ESET researchers detected an ongoing malicious campaign by distributing backdoor torrents, using Korean TV content, and sometimes games like bait. The back door is spreading through torrent sites in South Korea and China. The Malware allows the attacker to connect a compromised computer to the botnet and remotely control it.

The malware concerned is a modified version of a publicly available backdoor named GoBot2; the modifications to the source code are mainly South Korea-specific evasion techniques. Due to the campaign’s clear focus on South Korea, ESET has dubbed this Win64/GoBot2 variant GoBotKR. With 80% of all detections, South Korea is the most affected, followed by China (10%) and Taiwan (5%). According to ESET telemetry, GoBotKR has been active since 2018.

According to researchers, GoBotKR has been active since 2018. The malicious software is a modified version of a publicly accessible backdoor called GoBot2. The modification of the source code is mainly a special evasion technique in South Korea. Due to the clearly defined goal of the campaign in South Korea. With 80% of all detections, South Korea is the most affected, followed by China and Taiwan.

ESET Researcher Zuzana Hromcova said: “The attackers behind this campaign try to trick users into executing the malware by booby-trapping the contents of the torrents with malicious files that have deceptive filenames, extensions, and icons,” says, who analyzed the malware. “By directly opening the intended MP4 file will not result in any malicious action.

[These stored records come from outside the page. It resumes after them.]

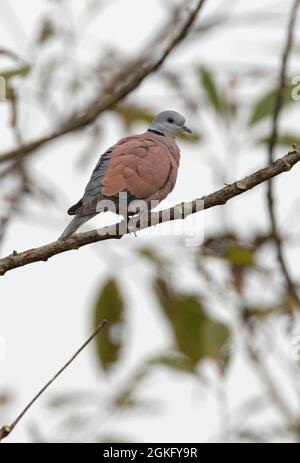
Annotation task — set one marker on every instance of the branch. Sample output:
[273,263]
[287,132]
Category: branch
[272,144]
[220,197]
[6,430]
[123,84]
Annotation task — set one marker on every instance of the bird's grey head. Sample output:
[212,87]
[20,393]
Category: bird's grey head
[169,123]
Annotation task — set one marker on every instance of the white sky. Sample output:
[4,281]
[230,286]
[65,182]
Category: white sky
[46,307]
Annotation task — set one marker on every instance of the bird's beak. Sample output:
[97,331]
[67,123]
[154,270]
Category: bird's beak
[186,129]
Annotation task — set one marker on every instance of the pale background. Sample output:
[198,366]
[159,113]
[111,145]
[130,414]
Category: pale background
[46,307]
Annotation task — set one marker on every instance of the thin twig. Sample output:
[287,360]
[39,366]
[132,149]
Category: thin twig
[6,430]
[272,145]
[124,83]
[180,211]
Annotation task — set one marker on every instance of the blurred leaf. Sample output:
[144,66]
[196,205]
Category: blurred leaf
[46,32]
[210,89]
[265,106]
[286,139]
[110,307]
[174,361]
[240,256]
[261,312]
[20,71]
[197,335]
[131,114]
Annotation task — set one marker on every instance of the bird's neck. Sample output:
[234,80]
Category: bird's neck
[156,132]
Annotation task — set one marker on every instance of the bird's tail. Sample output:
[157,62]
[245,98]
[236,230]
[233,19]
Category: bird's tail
[74,225]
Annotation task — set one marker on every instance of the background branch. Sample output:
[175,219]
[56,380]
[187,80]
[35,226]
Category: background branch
[220,197]
[271,147]
[6,430]
[122,84]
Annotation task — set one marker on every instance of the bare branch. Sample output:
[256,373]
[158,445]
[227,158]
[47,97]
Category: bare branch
[272,145]
[217,198]
[6,430]
[124,83]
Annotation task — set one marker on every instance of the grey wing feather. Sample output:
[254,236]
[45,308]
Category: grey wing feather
[87,204]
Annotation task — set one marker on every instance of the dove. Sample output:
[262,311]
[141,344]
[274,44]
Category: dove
[143,166]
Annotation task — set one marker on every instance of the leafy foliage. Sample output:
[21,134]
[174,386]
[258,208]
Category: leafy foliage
[197,335]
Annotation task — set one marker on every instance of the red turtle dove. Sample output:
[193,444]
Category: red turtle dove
[142,166]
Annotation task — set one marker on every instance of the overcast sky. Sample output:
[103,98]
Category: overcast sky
[46,307]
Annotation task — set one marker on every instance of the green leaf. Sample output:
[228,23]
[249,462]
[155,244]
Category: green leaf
[109,306]
[174,361]
[20,71]
[265,106]
[210,89]
[240,256]
[46,32]
[286,139]
[197,335]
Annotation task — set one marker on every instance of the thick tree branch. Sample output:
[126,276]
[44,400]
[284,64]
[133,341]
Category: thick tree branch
[220,197]
[272,144]
[123,84]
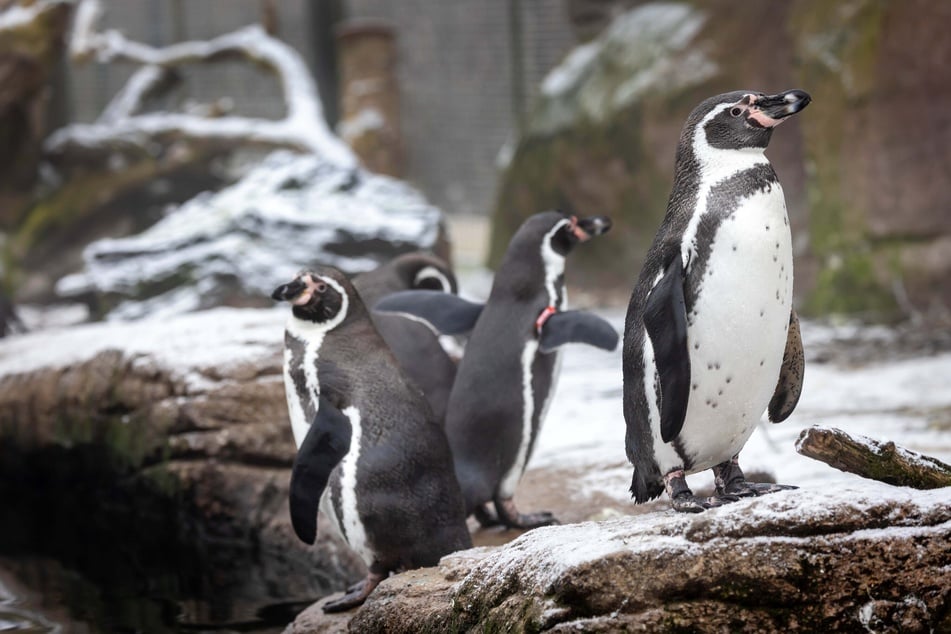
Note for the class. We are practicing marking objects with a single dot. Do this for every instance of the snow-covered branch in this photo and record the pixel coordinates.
(120, 126)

The catch here is that the MP4 file is often hidden in a different directory, and users might first encounter the malicious file mimicking it.”

The malware is technically not too complicated. However, the actors behind GoBotKR build a network of robots capable of handling DDoS attacks of various kinds. Therefore, after execution, GoBotKR first collects a list of installed antivirus software on the infiltrated computers, and also other system information like; network configuration, operating system version information, and CPU and GPU versions.

Hromcova further elaborates, “This information is sent to a C&C server, which helps the attackers determine which bots should be used in the respective attacks. All C&C servers that we extracted from the analyzed malware samples are hosted in South Korea and registered by the same person.”

The bot has the capability to misuse compromised computers and enables botnet operators to control or extend botnets and avoid detection. Among other things, supported commands can be used to target DDoS attacks on specific victims, it can copy malware to removable connected media or public folders for cloud storage services (Dropbox, OneDrive, Google Drive); and create malicious file streams to further develop the bot network.

The very interesting thing about GoBotKR is its anti-detection techniques, which are extended to South Korea. In particular, malicious programs analyze processes running on vulnerable systems to detect certain antivirus products, including products of South Korean security companies. If a product is detected, it will shut down by itself. Other mitigation methods detect system analysis tools and use the same security company in South Korea. In the third method of escape, the attacker abusively used a legitimate South Korean online platform to determine the victim’s IP address. “In general, we are seeing changes allowing hackers to adapt their malicious programs to a specific audience because they are making extra efforts not to be detected in their campaigns.